Les statistiques traditionnelles sur le comportement de ces derniers fournissent des informations sur leur façon d’utiliser les collections et les services. L’évaluation de l’utilisation des services électroniques de la bibliothèque apporte, quant à elle, des informations plus détaillées sur les clients des ressources électroniques spécifiques et sur l’usage des services que la bibliothèque n’a pas, ou qu’elle peut, au contraire, fournir. En outre, elle permet d’identifier les attentes des usagers et leur degré de satisfaction.

Les bibliothèques ont élaboré des normes quantitatives classiques pour les collections imprimées et les services traditionnels. Les services d’information électronique donnent aujourd’hui l’occasion de rassembler des informations qualitatives sur l’efficacité et le rendement.

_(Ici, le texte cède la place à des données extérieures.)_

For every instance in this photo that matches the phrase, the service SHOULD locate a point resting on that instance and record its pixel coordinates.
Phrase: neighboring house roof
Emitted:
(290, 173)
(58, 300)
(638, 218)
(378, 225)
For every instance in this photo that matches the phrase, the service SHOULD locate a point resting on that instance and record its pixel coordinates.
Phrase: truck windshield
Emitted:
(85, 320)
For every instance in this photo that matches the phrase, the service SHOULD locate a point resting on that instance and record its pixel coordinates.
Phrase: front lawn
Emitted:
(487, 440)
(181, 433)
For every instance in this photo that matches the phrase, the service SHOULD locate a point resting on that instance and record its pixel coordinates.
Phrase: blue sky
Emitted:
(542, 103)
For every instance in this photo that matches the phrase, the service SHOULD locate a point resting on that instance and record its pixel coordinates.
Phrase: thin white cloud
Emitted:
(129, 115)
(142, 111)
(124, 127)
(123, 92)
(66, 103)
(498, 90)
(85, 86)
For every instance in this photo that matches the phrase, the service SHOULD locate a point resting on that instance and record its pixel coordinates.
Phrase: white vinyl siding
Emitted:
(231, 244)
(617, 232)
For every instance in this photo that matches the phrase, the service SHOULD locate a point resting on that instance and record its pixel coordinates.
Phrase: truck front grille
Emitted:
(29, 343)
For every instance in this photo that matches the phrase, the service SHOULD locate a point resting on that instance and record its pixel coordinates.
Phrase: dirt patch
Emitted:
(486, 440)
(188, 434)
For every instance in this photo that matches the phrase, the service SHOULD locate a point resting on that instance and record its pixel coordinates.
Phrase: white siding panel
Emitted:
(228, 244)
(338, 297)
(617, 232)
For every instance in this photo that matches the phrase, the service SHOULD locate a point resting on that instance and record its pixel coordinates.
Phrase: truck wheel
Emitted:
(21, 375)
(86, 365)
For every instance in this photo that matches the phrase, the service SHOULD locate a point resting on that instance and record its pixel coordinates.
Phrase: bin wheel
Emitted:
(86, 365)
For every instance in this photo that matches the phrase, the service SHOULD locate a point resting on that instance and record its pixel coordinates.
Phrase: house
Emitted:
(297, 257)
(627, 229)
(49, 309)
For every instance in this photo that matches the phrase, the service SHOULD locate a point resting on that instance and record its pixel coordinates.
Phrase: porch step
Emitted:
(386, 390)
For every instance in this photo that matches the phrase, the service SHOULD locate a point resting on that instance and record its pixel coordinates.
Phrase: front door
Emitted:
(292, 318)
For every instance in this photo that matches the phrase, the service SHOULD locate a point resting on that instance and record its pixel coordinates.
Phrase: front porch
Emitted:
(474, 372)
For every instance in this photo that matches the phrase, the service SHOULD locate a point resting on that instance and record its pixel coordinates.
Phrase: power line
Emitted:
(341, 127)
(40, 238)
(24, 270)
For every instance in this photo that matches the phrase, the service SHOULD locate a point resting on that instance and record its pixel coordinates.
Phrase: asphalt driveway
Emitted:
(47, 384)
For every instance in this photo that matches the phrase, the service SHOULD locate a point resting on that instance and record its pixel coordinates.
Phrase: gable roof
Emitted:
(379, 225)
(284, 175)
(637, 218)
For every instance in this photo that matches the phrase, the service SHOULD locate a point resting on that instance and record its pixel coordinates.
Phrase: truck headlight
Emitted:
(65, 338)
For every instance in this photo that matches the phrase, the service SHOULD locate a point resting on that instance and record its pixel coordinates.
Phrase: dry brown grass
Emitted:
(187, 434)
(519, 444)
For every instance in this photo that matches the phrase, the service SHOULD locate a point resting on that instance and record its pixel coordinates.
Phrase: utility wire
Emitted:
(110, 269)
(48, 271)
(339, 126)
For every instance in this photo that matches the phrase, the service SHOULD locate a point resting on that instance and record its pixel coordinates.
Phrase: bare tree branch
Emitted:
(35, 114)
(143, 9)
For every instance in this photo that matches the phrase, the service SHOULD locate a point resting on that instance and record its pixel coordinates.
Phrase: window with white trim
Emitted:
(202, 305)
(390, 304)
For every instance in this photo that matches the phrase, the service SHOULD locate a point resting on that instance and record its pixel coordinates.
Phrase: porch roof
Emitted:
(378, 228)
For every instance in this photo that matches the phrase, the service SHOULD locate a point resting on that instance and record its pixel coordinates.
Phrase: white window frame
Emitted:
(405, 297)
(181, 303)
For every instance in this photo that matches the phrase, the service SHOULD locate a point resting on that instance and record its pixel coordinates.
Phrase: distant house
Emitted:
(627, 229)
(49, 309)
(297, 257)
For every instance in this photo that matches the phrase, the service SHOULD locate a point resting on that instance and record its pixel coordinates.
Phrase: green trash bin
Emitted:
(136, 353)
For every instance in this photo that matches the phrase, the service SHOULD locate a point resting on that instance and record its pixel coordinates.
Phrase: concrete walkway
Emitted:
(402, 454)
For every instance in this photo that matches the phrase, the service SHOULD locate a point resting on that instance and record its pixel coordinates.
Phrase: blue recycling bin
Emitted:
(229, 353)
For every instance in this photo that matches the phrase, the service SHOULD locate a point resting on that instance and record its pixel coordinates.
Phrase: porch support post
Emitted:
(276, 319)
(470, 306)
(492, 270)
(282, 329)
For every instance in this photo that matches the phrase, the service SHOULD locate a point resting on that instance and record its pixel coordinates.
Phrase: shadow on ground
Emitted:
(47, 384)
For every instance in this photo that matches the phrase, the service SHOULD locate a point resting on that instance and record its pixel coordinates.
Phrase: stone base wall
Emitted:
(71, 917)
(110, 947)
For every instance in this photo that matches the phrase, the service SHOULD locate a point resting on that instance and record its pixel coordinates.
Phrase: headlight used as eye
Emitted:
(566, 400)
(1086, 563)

Cette évolution est riche de promesses, car les bibliothèques ont besoin de nouveaux outils pour mesurer l’impact de leur activité, et répondre réellement aux exigences d’une plus grande responsabilité financière, d’une meilleure évaluation et d’une plus grande efficience. Les instruments fournis par les technologies électroniques sont susceptibles de procurer les outils nécessaires pour préparer l’avenir en ces périodes de changement rapide et d’incertitude.

Août 1997

Illustration
Difficultés rencontrées dans l'évaluation des supports et services électroniques

  1. (retour)↑  Traduit de l’anglais par Aline Girard-Billon.
  2. (retour)↑  Traduit de l’anglais par Aline Girard-Billon.
  3. (retour)↑  Cet article est le texte d’une intervention prononcée lors de la 63e conférence de l’IFLA (Section des statistiques), qui s’est tenue à Copenhague, du 31 août au 5 septembre 1997. Depuis juin 1997, son auteur, Peter R. Young, occupe la fonction de responsable du Cataloging Distribution Service à la Bibliothèque du Congrès, à Washington. Les points de vue et opinions exprimés ici sont les siens et ne reflètent pas nécessairement les opinions et positions de la National Commission on Libraries and Information Science (NCLIS) ou du gouvernement américain.
  4. (retour)↑  United States National Commission on Libraries and Information Science, Public Libraries and the Internet : Study Results, Policy Issues, and Recommendations – Final Report, Washington dc, juin 1994. - United States National Commission on Libraries and Information Science, Internet Costs and Cost Models for Public Libraries – Final Report, Washington dc, juin 1995. - United States National Commission on Libraries and Information Science, The 1996 National Survey of Public Libraries and the Internet : Progress and Issues – Final Report, Washington dc, juillet 1996. Cf. le compte rendu paru dans le BBF, 1997, n° 5, p. 103-105.
  5. (retour)↑  Le nom de domaine permet de reconnaître un site Web, d’y accéder, et d’identifier l’entité qui utilise le réseau comme un outil d’information ou de promotion. Il peut correspondre aux éléments d’identification d’une entité constitués par la dénomination sociale d’une société, le nom d’une association, d’une institution, un sigle ou encore une marque.